As is natural, this has led to significant consolidation in the space with major players namely Netflix, Disney, Warner Brother discovery and Paramount.
We own a couple of so-called legacy media companies in this space.
Both of these businesses have very high cash flow generating (though transforming) linear cable business, alongwith investments in Streaming which is depressing the long-term earnings potential of the business. From our perspective, the market is overly concerned about the declining linear business. These businesses have tremendous eyeballs in the US and across various countries. We believe those eyeballs will slowly transform from one mode of consumption (linear cable) to streaming over time. We firmly believe that the linear business (even with a smaller base) has a long-tail and is currently under-estimated. On the top of it, the market is ascribing no value to 100s of years of IP in these assets which can be effectively leveraged to launch a high quality , yet lower cost streaming business. We believe the streaming services are very low priced in comparison to value they provide and expect long term pricing power of these businesses in these segments.
Given where the stocks trade at, we expect the intrinsic value of these assets to be at least 3X.
Our top 10 bets in Category 2 comprises ~ 55% of the total portfolio
As is possible in this game, some of the opportunities will not turn out to be as big as hoped, but as long as risk is limited and upsides on a few turn out to be multibaggers, the returns should be satisfactory.
Category 3 : Laboratory - Test, and Iterate
We have learnt that the best way to understand more of a business you like or admire is to take a small tracking position. When one has a stake in the business (even if minute), there are far better incentives to deeply assess and appreciate the intricacies of a business than sitting on the sidelines.
This is a category wherein we venture in new areas and territories with small positions (as per our third principle), we test our hypothesis by learning more about the business and over time either increase our position sizing (to a core position) with conviction or exit the business.
Concluding Remarks
We are pleased with how 2023 went up to set ourselves up in this long journey of learning. With the base established, we aim for 2024 to step up the pedal on the accelerator.

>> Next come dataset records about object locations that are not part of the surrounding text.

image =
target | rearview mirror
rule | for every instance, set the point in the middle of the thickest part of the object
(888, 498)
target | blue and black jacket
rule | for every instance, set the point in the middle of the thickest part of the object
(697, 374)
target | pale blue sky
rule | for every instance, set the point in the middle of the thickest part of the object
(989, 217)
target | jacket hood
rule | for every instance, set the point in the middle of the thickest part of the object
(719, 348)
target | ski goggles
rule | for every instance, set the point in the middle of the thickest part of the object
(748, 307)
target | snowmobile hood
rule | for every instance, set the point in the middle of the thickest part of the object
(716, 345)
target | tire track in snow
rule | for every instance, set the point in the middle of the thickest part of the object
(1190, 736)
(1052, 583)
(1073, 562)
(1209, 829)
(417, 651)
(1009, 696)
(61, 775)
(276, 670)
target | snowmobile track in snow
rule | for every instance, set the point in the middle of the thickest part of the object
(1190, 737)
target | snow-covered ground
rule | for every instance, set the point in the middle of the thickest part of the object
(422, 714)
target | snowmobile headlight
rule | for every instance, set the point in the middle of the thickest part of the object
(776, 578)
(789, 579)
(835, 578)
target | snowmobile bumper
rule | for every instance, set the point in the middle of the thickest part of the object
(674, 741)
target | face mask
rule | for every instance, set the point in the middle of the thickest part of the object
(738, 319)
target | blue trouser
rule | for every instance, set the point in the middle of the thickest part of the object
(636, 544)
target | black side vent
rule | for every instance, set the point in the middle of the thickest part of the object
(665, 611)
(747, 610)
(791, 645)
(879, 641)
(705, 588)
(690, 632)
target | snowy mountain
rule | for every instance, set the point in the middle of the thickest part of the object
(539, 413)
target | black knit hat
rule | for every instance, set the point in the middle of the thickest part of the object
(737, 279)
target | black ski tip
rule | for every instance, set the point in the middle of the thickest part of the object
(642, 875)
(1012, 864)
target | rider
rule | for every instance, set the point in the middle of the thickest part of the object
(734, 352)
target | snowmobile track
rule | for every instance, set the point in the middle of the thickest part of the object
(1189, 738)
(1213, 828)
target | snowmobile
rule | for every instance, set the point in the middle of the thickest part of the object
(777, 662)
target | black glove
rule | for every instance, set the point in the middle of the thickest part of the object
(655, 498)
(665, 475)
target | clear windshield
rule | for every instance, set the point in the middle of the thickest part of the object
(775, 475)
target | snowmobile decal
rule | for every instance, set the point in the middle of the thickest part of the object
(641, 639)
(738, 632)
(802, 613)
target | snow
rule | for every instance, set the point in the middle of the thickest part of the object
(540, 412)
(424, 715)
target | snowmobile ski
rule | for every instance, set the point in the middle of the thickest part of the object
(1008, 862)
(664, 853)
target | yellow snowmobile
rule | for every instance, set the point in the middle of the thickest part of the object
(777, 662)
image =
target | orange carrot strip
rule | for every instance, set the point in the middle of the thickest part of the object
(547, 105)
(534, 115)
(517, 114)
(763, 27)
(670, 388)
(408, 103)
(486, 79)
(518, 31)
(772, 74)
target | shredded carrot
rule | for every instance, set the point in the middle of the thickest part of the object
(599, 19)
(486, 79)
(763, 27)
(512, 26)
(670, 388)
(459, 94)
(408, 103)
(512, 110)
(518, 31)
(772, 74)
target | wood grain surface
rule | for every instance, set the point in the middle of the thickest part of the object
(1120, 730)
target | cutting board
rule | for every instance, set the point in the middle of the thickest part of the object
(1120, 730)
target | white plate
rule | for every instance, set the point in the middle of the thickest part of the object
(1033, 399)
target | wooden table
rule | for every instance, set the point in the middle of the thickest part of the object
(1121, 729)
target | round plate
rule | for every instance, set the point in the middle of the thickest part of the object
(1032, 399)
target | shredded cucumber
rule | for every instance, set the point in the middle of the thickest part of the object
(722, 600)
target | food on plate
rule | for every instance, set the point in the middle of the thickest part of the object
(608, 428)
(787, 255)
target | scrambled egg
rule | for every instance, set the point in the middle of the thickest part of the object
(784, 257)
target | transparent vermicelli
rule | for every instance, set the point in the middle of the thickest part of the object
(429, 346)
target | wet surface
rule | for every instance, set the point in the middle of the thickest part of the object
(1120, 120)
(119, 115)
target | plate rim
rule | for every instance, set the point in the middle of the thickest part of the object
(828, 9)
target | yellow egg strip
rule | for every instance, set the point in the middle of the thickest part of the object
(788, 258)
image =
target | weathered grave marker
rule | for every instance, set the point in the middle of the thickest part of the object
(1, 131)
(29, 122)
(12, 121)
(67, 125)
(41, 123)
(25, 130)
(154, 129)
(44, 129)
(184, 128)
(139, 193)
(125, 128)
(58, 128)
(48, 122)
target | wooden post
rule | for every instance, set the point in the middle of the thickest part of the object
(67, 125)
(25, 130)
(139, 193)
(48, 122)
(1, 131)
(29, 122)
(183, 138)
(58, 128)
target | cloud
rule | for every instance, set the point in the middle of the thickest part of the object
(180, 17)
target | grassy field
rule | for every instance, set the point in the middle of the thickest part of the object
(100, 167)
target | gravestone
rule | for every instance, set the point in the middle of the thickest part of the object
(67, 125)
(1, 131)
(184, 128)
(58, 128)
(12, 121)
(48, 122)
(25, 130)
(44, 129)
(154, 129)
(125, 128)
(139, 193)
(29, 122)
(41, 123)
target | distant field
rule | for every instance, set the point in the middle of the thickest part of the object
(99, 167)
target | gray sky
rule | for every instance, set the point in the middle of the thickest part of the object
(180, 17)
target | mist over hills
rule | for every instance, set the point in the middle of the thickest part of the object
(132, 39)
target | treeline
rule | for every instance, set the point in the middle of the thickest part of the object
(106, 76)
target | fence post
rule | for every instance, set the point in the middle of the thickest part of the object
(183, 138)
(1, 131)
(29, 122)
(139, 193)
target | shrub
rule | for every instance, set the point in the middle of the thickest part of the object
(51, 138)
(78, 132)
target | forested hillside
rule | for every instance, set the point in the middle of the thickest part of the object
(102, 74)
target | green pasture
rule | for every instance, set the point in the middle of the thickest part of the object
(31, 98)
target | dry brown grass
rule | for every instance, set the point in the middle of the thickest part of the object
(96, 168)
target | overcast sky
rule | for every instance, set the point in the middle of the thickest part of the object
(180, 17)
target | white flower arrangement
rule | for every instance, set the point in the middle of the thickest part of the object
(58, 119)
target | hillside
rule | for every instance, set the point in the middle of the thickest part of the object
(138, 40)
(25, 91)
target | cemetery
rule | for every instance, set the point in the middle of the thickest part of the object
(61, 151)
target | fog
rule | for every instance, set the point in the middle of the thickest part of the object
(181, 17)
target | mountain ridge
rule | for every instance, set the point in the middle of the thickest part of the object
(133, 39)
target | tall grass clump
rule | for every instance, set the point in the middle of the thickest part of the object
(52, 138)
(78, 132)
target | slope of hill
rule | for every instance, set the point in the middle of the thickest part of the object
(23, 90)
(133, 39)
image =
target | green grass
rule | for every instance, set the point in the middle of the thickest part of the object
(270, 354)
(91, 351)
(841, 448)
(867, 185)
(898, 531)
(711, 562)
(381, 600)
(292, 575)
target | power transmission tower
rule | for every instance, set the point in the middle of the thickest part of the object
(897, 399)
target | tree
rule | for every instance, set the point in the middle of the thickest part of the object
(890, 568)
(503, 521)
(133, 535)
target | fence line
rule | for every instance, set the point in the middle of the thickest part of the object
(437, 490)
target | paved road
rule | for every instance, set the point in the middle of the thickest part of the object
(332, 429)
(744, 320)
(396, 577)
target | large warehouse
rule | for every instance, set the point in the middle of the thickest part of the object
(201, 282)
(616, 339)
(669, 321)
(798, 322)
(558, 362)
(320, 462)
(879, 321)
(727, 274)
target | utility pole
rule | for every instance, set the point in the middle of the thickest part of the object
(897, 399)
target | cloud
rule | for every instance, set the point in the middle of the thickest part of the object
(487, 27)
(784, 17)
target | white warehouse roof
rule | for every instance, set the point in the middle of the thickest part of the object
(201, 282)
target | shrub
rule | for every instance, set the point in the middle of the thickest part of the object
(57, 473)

There is nothing in the world which is better than being independent, working for yourself and being excited everyday when getting up to learn new things. It is a blessing to be able to do so and be born in a world which provides such opportunities to carve out a niche in line with one's capabilities and passion. It does take a good mix of imagination, creativity and discipline to make the most of it. I always remember a line from Warren Buffett that sums it all “If you are going to spend the eight hours a day working, the most important is not how much money you make, but how you feel during those eight hours and how interesting what you are doing is “
Life is short and there is not much time in this world, and we aim to utilize it to do what we like the most. It is not meant to be lived the others’ way or in a timid way, but on a high note based on our own principles.
I hope everyone finds that work for himself sooner in life. Have a good year.